Lexikon der Anarchie: Personen


Clara Meijer-Wichmann, geb.: 17. August 1885, Hamburg; gest.: 15. Februar 1922, Den Haag. Anarchistin


Äußere Daten

Clara Meijer-Wichmann wurde in Deutschland geboren, kam aber bald in die Niederlande, wo ihr Vater als Hochschullehrer (für Geologie) in Utrecht tätig war. Ihre Veröffentlichungen erschienen fast ausschließlich in niederländischer Sprache, ihr Tagebuch schrieb sie allerdings in deutsch (vgl. Wichmann 1989, S. 8 u. S. 77).

Meijer-Wichmann studierte Jura in Utrecht und promovierte 1912 mit einer Arbeit über die Problematik des Strafbegriffes. 1913 arbeitete Meijer-Wichmann einige Monate als Rechtsanwältin, gab diesen Beruf aber dann wieder auf.
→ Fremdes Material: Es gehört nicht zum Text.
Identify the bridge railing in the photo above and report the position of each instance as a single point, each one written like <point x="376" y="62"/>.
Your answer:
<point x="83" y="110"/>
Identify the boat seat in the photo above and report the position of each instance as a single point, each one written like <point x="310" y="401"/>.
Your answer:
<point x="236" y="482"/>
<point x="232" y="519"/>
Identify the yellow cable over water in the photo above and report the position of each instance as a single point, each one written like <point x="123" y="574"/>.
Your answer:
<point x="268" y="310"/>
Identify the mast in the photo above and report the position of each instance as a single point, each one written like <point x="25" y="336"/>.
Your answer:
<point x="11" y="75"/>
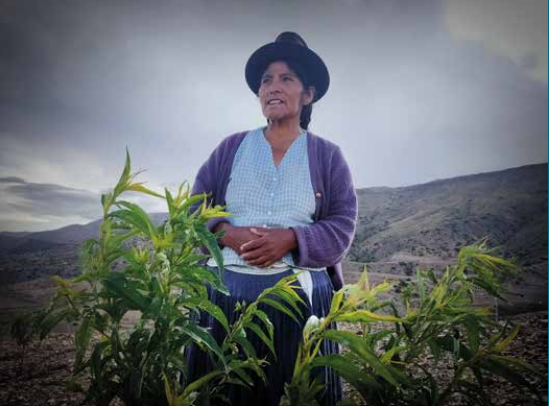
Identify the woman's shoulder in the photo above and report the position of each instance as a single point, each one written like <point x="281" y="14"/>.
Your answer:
<point x="233" y="139"/>
<point x="322" y="144"/>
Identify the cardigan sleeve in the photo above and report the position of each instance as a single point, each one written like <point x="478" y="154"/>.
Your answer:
<point x="206" y="182"/>
<point x="326" y="242"/>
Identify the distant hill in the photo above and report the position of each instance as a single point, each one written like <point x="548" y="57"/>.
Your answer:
<point x="430" y="222"/>
<point x="398" y="228"/>
<point x="72" y="234"/>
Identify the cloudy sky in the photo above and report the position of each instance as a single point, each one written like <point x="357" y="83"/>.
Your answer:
<point x="420" y="90"/>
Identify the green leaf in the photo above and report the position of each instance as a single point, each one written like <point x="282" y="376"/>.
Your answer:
<point x="504" y="344"/>
<point x="136" y="216"/>
<point x="336" y="301"/>
<point x="122" y="288"/>
<point x="268" y="342"/>
<point x="210" y="242"/>
<point x="279" y="306"/>
<point x="266" y="321"/>
<point x="196" y="385"/>
<point x="365" y="316"/>
<point x="361" y="381"/>
<point x="358" y="346"/>
<point x="204" y="339"/>
<point x="215" y="312"/>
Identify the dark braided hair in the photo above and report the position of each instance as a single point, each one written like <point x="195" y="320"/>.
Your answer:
<point x="306" y="111"/>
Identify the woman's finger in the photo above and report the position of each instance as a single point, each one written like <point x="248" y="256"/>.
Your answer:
<point x="252" y="245"/>
<point x="259" y="261"/>
<point x="252" y="254"/>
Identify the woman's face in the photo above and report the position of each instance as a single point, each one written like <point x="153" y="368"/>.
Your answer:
<point x="281" y="93"/>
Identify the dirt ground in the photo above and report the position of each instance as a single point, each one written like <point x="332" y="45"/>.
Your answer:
<point x="39" y="376"/>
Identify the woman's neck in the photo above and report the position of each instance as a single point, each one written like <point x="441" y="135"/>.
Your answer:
<point x="282" y="132"/>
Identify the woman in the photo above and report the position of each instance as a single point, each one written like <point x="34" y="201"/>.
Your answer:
<point x="293" y="204"/>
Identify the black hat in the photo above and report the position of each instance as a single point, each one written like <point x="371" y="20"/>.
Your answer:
<point x="288" y="46"/>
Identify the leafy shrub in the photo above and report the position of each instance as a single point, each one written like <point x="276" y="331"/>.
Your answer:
<point x="167" y="287"/>
<point x="436" y="319"/>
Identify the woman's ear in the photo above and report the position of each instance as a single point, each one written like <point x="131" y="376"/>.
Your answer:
<point x="309" y="95"/>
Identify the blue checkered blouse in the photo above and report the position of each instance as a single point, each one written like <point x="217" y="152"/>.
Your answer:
<point x="262" y="194"/>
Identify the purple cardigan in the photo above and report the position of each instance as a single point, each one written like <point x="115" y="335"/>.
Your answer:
<point x="321" y="244"/>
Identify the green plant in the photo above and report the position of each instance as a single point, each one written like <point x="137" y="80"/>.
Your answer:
<point x="163" y="287"/>
<point x="437" y="319"/>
Ab 1914 war sie im Zentralbüro für Statistik in Den Haag in der Abteilung Kriminalstatistik beschäftigt. 1917 lernte Meijer-Wichmann Bart de Ligt kennen, mit dem sie fortan eine tiefe Freundschaft verband.

Ebenfalls 1917 lernte sie ihren späteren Ehemann Jo Meijer kennen.

Meijer-Wichmann starb am 15. Februar 1922 in Den Haag, wenige Stunden nach der Geburt ihres einzigen Kindes.


Politischer Werdegang

Meijer-Wichmann engagierte sich vorwiegend in folgenden Beieichen: der Frauenbewegung, der Strafrechtskritik, dem Antimilitarismus, der Gewaltfreiheit.

Ab 1908 (zur Zeit ihres Studiums) war sie in der Frauenbewegung aktiv, z.B. im Vorstand des „Bundes für Frauenwahlrecht“. „In zahlreichen sozialgeschichtlichen Aufsätzen analysierte sie die gesellschaftliche Rolle der Frauen und deren Veränderungen im Zusammenhang mit den sozio-ökonomischen Entwicklungen. ... Vom Emanzipationskampf der Frauen forderte sie, mehr zu sein als nur ein Streben nach sozialer und politischer Gleichberechtigung. Es müsse vielmehr darum gehen, zugleich für eine andere Gesellschaft zu kämpfen.“ (G. Jochheim, Einführung zu Wichmann, 1989, S. 13)

Ab 1917 intensivierte Meijer-Wichmann ihr Engagement für Antimilitarismus und Gewaltfreiheit und kam dadurch verstärkt in Kontakt mit der anarchistisch-antimilitaristischen Bewegung.

Der Antimilitarismus hat in den Niederlanden eine bedeutende Tradition, die verknüpft ist mit den Namen [[Nieuwenhuis, Ferdinad Domela | Ferdinand Domela Nieuwenhuis, Bart de Ligt, Albert de Jong und Arthur Lehning, sowie mit den Organisationen „Internationale Antimilitaristische Vereinigung“ (ab 1904) und „Internationales Antimilitaristisches Büro gegen Krieg und Reaktion“ (ab 1921).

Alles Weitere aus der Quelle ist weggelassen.